In tribute to his father, Alberto runs the shop the same way Yinyo did for decades. He’s gotten multiple offers to franchise the business but refuses to do so. Yinyo knew people came to Lares for the classic Puerto Rican ice cream flavors, and if they could find them anywhere else, they wouldn’t make the hour-and-a-half trek through the mountains to get there.
“There’s a sense of emotion in it for me,” Alberto says. “I made a few aesthetic changes when we reopened, like updating the lights and air conditioning, but the story of my father’s life remains on the walls.”
Indeed, every inch of the shop’s wall space is occupied by a picture frame, award, or newspaper clipping documenting Yinyo’s legacy. Behind the frames are numbers that Alberto drew so he’d be able to hang each piece back up exactly where his father left it.
“I used to come here every weekend,” Alberto says. “I learned the production and creation of ice cream as a child.” Today, the tradition continues, with Alberto teaching his middle son the family recipes and hoping he’ll one day take over the business.
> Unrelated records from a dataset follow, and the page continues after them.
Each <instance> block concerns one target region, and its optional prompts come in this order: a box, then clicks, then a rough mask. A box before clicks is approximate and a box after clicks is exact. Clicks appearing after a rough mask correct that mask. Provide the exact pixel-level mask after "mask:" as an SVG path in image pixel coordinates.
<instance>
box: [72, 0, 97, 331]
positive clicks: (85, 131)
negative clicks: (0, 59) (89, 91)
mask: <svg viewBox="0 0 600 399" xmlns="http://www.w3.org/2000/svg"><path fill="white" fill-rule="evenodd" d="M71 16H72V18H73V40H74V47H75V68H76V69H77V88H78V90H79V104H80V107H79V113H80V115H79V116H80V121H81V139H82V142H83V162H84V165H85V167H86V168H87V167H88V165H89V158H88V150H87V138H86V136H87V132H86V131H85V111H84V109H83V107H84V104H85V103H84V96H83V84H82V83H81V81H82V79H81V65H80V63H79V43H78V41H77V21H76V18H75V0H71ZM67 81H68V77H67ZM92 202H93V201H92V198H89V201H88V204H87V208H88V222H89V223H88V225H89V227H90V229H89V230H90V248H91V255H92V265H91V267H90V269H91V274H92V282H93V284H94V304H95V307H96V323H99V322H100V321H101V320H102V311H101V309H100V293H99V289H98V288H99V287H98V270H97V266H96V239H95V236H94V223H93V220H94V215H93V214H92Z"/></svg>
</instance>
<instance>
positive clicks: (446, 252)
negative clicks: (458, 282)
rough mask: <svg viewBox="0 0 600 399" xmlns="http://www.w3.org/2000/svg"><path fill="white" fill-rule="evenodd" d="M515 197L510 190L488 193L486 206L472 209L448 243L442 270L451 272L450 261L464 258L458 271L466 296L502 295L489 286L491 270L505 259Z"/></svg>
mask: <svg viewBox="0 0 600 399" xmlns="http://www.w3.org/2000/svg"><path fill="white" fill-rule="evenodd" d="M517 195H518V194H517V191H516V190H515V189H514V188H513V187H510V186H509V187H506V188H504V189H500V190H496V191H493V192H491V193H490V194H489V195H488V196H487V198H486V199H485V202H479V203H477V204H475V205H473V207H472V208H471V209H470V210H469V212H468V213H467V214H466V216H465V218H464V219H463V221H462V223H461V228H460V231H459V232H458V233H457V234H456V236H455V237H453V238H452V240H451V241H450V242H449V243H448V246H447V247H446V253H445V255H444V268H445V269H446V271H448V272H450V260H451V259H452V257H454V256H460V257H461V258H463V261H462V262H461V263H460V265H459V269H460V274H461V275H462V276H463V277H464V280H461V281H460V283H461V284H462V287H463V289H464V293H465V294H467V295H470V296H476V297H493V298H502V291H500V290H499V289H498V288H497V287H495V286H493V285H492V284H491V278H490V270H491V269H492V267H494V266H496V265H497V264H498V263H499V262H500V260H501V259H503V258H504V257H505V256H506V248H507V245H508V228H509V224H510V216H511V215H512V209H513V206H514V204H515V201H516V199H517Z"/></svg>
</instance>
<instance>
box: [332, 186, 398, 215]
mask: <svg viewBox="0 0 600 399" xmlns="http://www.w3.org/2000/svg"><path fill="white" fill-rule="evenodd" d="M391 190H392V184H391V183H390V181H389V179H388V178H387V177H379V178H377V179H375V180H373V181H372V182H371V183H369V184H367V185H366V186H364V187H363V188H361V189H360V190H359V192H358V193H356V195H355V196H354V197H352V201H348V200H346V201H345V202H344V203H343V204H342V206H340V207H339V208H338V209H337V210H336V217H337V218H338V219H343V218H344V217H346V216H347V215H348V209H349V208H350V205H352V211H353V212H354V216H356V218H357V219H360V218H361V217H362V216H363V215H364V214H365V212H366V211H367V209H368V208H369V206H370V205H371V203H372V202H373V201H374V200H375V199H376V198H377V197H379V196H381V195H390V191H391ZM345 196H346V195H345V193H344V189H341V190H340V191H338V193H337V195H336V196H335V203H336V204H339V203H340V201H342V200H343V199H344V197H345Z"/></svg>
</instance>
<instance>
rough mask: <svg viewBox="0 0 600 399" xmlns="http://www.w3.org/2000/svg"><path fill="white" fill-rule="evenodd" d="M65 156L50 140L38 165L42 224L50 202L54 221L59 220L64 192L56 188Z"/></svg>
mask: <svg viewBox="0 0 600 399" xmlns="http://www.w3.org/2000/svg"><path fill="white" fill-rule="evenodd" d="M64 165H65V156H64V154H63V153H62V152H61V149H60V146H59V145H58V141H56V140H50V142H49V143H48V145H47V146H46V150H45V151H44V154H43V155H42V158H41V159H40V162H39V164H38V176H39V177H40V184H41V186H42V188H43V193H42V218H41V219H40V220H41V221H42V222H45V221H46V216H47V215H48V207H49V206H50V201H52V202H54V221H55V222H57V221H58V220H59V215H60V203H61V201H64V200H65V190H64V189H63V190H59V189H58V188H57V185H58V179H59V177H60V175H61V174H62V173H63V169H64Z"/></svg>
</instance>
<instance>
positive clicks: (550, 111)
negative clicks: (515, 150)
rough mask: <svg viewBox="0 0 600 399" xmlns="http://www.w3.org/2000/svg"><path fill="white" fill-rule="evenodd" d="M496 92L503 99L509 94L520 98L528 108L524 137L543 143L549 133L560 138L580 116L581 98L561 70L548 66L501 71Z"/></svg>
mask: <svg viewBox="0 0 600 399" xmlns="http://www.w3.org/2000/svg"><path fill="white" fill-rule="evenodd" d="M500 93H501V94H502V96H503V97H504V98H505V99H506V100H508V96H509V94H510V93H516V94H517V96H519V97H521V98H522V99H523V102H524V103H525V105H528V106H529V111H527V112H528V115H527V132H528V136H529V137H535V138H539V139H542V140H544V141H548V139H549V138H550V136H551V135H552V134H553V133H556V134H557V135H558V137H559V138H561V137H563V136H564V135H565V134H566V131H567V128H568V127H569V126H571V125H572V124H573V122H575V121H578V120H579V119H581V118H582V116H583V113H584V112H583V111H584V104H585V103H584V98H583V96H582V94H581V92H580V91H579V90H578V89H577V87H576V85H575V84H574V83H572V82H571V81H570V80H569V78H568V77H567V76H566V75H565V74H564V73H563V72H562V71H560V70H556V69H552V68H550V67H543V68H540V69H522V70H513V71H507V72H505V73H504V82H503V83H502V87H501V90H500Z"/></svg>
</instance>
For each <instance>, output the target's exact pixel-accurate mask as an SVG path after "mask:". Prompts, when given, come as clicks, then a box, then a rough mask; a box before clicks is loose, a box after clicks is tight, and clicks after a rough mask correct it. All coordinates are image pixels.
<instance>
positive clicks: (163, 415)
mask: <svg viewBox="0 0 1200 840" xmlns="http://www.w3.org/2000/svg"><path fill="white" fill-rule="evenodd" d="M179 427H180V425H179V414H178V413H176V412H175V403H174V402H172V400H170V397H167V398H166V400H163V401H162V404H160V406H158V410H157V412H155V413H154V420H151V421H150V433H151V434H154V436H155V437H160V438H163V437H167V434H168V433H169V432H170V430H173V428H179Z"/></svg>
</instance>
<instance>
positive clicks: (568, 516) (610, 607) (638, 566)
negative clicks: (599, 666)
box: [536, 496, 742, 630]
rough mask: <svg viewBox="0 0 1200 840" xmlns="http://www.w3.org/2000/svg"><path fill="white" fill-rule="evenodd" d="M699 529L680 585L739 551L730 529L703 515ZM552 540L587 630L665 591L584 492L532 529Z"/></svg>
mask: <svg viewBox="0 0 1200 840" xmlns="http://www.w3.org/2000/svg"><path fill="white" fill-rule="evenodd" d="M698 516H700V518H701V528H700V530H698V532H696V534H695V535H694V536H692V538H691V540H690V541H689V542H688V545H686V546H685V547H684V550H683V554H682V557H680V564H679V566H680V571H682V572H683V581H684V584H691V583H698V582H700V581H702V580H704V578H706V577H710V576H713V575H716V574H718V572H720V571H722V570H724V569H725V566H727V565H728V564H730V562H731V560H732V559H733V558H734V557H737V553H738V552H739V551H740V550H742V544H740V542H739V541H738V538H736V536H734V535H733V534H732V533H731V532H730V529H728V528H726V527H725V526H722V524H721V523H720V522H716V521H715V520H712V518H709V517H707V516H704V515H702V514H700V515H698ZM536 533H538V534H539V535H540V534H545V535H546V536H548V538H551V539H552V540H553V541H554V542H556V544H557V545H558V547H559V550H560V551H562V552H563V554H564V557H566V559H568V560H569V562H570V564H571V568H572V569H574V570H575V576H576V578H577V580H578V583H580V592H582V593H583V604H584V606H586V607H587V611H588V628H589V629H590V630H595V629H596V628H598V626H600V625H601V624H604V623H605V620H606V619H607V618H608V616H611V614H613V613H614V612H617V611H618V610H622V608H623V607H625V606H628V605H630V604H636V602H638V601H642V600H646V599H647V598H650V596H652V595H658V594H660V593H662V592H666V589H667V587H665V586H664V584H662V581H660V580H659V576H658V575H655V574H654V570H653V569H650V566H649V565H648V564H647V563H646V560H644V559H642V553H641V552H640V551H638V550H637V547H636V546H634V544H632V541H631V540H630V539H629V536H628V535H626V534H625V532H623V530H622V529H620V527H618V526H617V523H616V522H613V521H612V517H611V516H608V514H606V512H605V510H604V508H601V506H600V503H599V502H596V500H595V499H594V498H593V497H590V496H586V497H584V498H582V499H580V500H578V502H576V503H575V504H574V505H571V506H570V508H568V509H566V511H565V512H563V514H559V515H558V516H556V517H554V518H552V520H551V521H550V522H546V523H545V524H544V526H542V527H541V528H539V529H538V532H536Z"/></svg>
In the meantime, Heladería Lares continues to manufacture new flavors. There are seasonal options like avocado and coquito, a rum-based eggnog popular on the island at Christmastime, as well as flavors commissioned upon request. They’re currently working on an ice cream flavored like almojabana, a type of flour fritter made with rice and cheese, to be served at an upcoming festival by the same name.
“The reaction of the public when I reopened was extraordinary,” Alberto says. “It was very moving and personally gratifying for me to see the joy on people’s faces.” Alberto lights up while talking about the uniqueness of the space, a family home that inspired the entrepreneurial spirit of generations of inhabitants. “This place has a special energy to it,” he says with a knowing smile. As I sit and savor my ice cream in the historically significant shop, I can’t help but agree.
Before leaving, Alberto points me to a massive guest book to sign, indicating that it’s the latest of more than 15 others just like it, filled with messages from guests around the world expressing their gratitude for the space in all languages. I add my note to the collection, flipping through the pages and marveling at the global reach one small ice cream parlor has achieved.
Like the town it exalts, Heladería Lares and its remarkable ice cream flavors are a beloved part of Puerto Rican history, contributing to the charm that earns its nickname as the “island of enchantment.”